Written by Arnold Adler – April 21, 2017
“Redeem is the world’s first renewable fuel made entirely from organic waste for commercial vehicles,” Norwalk Transportation Director James C. Parker said in a report to the council.
“It is a bio-methane cost-efficient fuel available in North American and up to 70 percent cleaner than gasoline and diesel, making it a smart choice for natural gas vehicle fleets including heavy-duty-trucks.”
Parker said that 18 of the city’s fixed route buses use compressed natural gas and plans are to convert the remaining 16 to natural gas fuels by 2022.
However, the fuel will be Redeem, provided by Clean Energy, instead of the CNG now purchased from Southern California Gas Company, Parker said.
Parker said Norwalk buses use about 30,000 therms of natural gas a month, which equals about 280,000 gallons of gasoline.
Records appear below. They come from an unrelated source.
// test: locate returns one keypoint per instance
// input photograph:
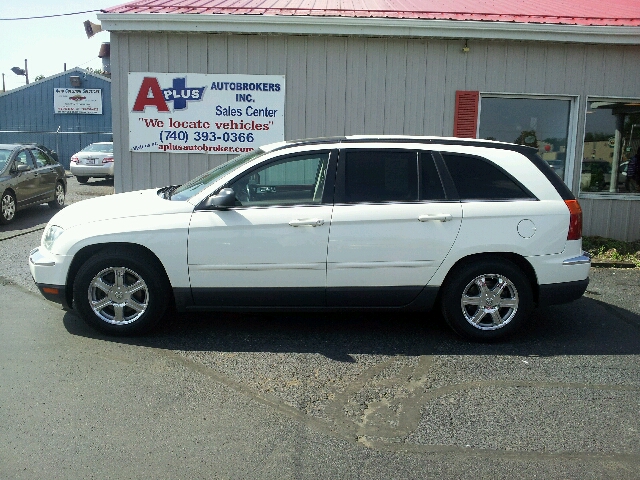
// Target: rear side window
(381, 176)
(476, 178)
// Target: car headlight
(50, 235)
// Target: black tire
(58, 200)
(486, 300)
(121, 310)
(8, 208)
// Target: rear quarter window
(477, 178)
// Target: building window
(611, 140)
(539, 122)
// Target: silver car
(29, 176)
(95, 160)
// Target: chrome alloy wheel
(8, 207)
(118, 295)
(489, 301)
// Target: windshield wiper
(170, 191)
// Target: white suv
(484, 230)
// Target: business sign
(202, 113)
(86, 101)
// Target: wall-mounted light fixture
(20, 71)
(91, 28)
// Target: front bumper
(49, 274)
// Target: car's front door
(271, 248)
(392, 227)
(26, 182)
(47, 175)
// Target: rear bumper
(557, 293)
(102, 170)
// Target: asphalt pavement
(318, 396)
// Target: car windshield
(195, 186)
(99, 147)
(4, 156)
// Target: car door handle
(438, 217)
(307, 222)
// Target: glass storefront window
(542, 123)
(612, 138)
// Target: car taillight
(575, 220)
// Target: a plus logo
(150, 94)
(180, 94)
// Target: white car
(483, 230)
(94, 160)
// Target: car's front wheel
(121, 292)
(486, 300)
(8, 207)
(58, 200)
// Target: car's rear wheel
(486, 300)
(58, 201)
(8, 208)
(121, 292)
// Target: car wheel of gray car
(58, 201)
(121, 292)
(8, 205)
(486, 300)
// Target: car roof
(399, 139)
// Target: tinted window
(478, 179)
(24, 158)
(430, 184)
(40, 158)
(289, 181)
(381, 176)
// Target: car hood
(123, 205)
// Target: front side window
(476, 178)
(611, 150)
(296, 180)
(196, 185)
(542, 123)
(375, 176)
(41, 159)
(23, 158)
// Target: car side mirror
(226, 198)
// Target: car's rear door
(392, 227)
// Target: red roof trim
(569, 12)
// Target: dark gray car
(29, 175)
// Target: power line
(51, 16)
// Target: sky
(48, 43)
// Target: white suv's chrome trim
(581, 260)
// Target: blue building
(65, 112)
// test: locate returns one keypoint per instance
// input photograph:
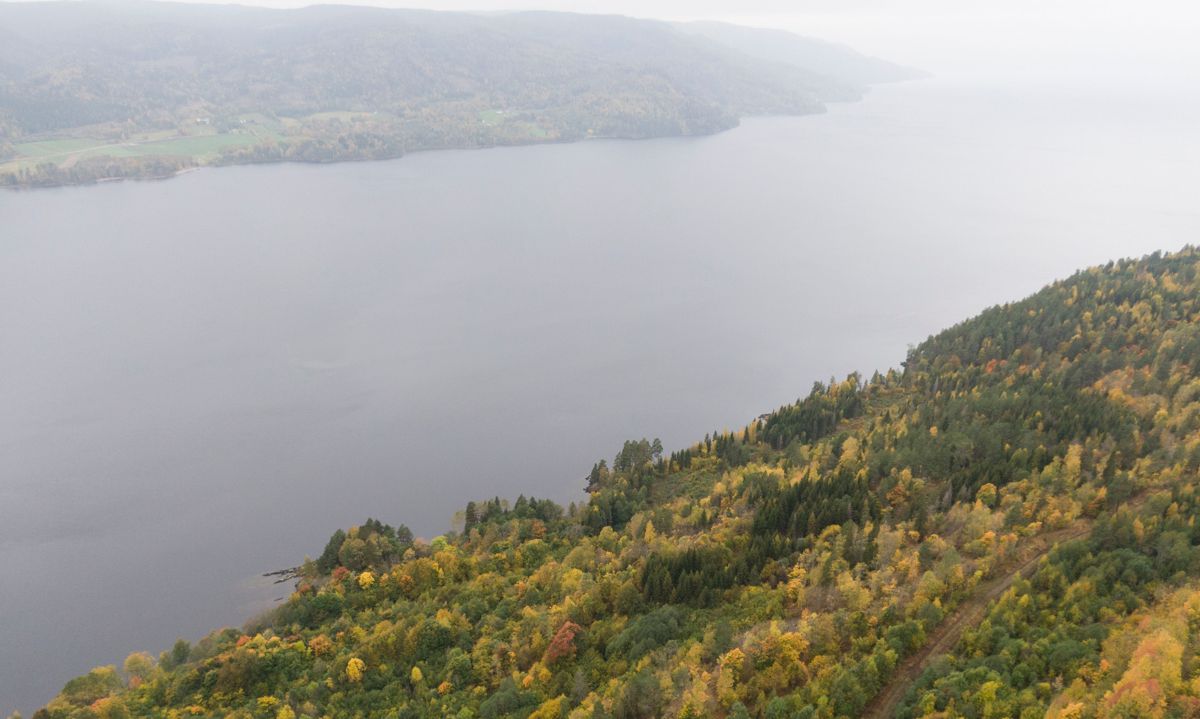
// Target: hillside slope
(141, 89)
(789, 568)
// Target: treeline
(787, 568)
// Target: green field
(66, 151)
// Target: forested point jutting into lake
(1047, 450)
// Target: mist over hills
(1005, 527)
(106, 90)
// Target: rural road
(969, 613)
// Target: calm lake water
(202, 378)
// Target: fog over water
(202, 378)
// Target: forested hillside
(1045, 450)
(91, 91)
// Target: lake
(202, 378)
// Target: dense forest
(96, 91)
(793, 567)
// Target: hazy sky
(1141, 42)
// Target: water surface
(202, 378)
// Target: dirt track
(969, 613)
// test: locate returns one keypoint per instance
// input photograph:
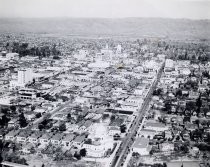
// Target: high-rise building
(119, 49)
(25, 76)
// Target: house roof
(69, 137)
(46, 136)
(79, 139)
(12, 133)
(57, 136)
(141, 143)
(154, 124)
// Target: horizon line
(73, 17)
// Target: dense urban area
(104, 102)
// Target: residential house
(45, 138)
(22, 136)
(141, 146)
(56, 139)
(114, 130)
(66, 141)
(147, 133)
(11, 135)
(78, 141)
(34, 137)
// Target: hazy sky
(193, 9)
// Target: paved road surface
(129, 139)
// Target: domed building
(98, 142)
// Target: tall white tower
(119, 49)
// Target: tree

He estimated that his department would save $72,000 over a three-year period with Redeem and be eligible for credits of $268,369 over a five-year period under the California Air Resources Board’s Low Carbon Fuel Standard Program based on the city’s usage.
Clean Energy, which beat out one other bidder, will keep track of that usage with quarterly reports and required filings with the state board, Parker said.
He noted that Clean Energy currently provides renewable natural gas to 45 public CNG stations and 18 privately owned stations. That includes Santa Monica’s Big Blue Bus system and the Foothill Transit system.
“The future is now,” said Ryan Forrest, account manager for the Newport Beach firm on use of renewable gases.
Questioned by Vice Mayor Leonard Shryock, Forrest said the RNG would not harm the motors of buses currently using CNG.
Shryock wondered if waste-hauling companies would benefit financially from providing organic wastes, which naturally produce methane.
Forrest explained that the garbage must be dumped in a landfill in order to create methane gas.
Owners of landfills, such as the Los Angeles County Sanitation Districts and the privately owned Puente Hills landfill, which closed in 2013, would earn revenue from companies which set up equipment there to catch and process the methane, City Manager Mike Egan said.
In another conservation move, the City Council took steps April 18 to reduce the amount of recycled water used to irrigate medians and public areas,
The council requested a federal grant of $75,000 from the U.S. Department of the Interior, Bureau of Reclamation, to replace existing irrigation controls with an automated Calsense Weather-Based Irrigation control, which manages sprinkler systems at eight parks.
Currently the sprinklers are on timers and turn on at certain times, regardless of the weather.
“The smart system uses iPads, or smart phones, to monitor weather and adjust or shut down sprinklers to avoid over-watering due to rain,” Deputy City Manager Gary DiCorpo said.
He said a pilot system used at Ramona Park in 2016 resulted in significant savings.
DiCorpo, who oversees public works, said the city’s water department listed a cost of $9,754 for irrigation at the parks in 2016 as compared to $14,024 in 2015.
The eight parks are Glazier, Hermosillo, Lakeside, New River, Sara Mendez, Norwalk, Vista Verde and Bob White. Total cost of the project is $150,000, DiCorpo said.
The council also hired David Volz Design to draw up plans for drought-tolerant plants on various medians in the city for a fee of $88,632.